The Pune budget document has a multi-hierarchical nature. To get it
to a stage where it can be read by a program and be open for visualizations, data analysis etc, it needs two things : a flattened table to load into a db, and a separate parent-child codes sheet to express the complex hierarchies of the budget book that get lost when we flatten the tables.
Part 1 : Analysis
Listing the tables in the 2017-18 PMC Budget Book
How are table-wise budget amounts controlled
The A_Revenue_Expenditures sheet has many entries that are called transfers to other sections. It seems like the other expenditure sheets 'get their funding' from Revenue_Expenditures.
To do: trace the budget items showing transfers to other sections, verify figures.
Part 2: Flattening tables
Each sheet is to be cleaned up to make it program-readable.
Process to be done for each table:
- Unfreeze top rows/columns
- Put a cleaner header row at top, from the corresponding sheet in this file: 2017-18 budget simplified headers.ods.

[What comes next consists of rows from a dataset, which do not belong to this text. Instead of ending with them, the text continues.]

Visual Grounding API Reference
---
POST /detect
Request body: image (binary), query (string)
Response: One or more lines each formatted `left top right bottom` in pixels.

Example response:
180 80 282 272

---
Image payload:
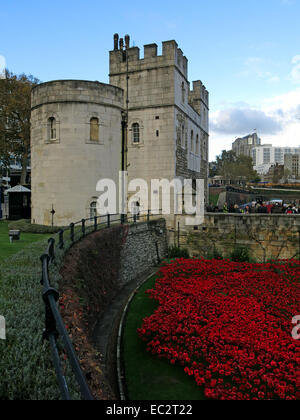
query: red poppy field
138 259 300 400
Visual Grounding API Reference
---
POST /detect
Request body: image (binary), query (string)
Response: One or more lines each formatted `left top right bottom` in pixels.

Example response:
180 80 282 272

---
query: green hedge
8 219 61 234
0 235 80 400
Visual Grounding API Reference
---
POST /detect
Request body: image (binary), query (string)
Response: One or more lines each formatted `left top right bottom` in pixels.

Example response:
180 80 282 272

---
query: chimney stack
114 34 119 51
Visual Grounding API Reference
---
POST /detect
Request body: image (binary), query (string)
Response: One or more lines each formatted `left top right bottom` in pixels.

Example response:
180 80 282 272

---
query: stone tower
110 34 209 210
31 80 124 226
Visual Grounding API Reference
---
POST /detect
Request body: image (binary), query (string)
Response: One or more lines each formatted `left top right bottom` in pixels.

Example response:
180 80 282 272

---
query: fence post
70 223 74 242
58 229 65 249
155 241 161 265
48 238 55 262
298 227 300 260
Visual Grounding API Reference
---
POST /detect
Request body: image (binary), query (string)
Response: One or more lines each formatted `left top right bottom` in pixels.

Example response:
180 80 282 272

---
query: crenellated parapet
189 80 209 114
110 34 188 79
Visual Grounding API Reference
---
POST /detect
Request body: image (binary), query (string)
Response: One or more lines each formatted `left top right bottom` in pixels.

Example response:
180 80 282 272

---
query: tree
0 70 39 185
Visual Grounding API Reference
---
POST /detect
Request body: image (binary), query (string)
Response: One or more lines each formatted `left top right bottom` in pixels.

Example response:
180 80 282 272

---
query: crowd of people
206 201 300 214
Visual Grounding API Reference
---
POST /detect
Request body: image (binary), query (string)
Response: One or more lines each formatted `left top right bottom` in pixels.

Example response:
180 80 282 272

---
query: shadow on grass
123 276 204 401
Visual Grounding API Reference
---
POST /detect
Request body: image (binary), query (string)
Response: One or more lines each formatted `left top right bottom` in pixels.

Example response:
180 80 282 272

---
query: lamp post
50 204 56 227
119 35 130 223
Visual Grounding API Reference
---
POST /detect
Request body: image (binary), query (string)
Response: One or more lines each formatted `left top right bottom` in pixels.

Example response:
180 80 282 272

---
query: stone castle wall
31 80 123 226
169 213 300 262
110 36 209 208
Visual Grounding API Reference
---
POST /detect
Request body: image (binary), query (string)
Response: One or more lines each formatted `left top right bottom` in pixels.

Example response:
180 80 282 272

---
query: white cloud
290 55 300 84
210 87 300 160
238 57 280 83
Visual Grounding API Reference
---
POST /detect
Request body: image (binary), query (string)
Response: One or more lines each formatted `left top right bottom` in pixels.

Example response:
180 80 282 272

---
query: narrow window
90 201 97 219
90 118 99 141
196 134 200 156
48 117 56 140
191 130 195 153
132 123 140 144
181 125 185 147
181 82 185 103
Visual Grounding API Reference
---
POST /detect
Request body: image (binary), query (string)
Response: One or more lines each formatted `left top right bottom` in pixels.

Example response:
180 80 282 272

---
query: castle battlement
110 34 188 79
189 80 209 110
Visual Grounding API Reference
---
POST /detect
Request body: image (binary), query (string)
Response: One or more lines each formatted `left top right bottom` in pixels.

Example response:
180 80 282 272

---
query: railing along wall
41 210 161 400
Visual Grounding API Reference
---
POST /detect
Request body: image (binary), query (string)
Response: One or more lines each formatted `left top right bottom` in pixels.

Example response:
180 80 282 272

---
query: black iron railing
41 210 159 400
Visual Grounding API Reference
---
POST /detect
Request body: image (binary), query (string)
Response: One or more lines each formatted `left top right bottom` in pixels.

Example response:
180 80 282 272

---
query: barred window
48 117 56 140
132 123 140 144
181 82 185 103
90 117 99 141
191 130 195 153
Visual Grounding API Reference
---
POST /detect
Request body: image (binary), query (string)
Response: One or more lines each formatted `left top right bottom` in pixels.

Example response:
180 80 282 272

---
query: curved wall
31 80 123 226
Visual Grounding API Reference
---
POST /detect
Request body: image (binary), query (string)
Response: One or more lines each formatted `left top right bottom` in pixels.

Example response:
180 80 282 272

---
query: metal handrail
40 210 161 401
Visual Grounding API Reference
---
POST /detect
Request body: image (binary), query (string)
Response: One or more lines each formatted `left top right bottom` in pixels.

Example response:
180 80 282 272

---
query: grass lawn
0 221 51 261
209 194 220 206
123 276 204 401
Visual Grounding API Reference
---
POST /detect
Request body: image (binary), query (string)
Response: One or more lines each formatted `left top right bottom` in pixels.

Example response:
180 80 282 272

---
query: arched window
132 123 140 144
191 130 195 153
90 201 97 218
196 134 200 156
90 117 99 141
181 82 185 103
181 125 185 147
48 117 56 140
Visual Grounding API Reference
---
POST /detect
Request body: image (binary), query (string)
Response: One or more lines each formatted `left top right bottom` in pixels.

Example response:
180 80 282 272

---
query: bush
8 219 61 233
230 246 250 262
207 245 223 260
168 245 190 258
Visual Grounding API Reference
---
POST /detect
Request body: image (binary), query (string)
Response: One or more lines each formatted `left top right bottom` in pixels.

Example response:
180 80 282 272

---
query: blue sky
0 0 300 159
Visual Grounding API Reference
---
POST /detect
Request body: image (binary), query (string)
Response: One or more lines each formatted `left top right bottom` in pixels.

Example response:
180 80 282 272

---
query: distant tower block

- delete the original headers with the merged cells etc.
- Delete the lines with blank code cell, or which are just totalling etc.
Note from Nikhil : Not to be a spoilsport but this is easier to do in ms-excel than libre-calc, because when you set the filter to show just blanks and then select all the rows displayed and delete them, in excel it doesn't also delete all the other invisible (filtered) rows in between of the ones you have selected.
(eg: if row 10 and row 100 were blanks, if I used the filter to show only them and then shift- or drag- selected them both and deleted the rows, in libre-calc it also deletes rows 11 thru 99 whereas ms-excel leaves them untouched as desired.)
Handling strange entries:
- There are lines with code like "CE11A" that stand for total of other lines.. we can delete these lines. If not sure, then keep them. You can find these by searching for "बेरीज" (but check before deleting!)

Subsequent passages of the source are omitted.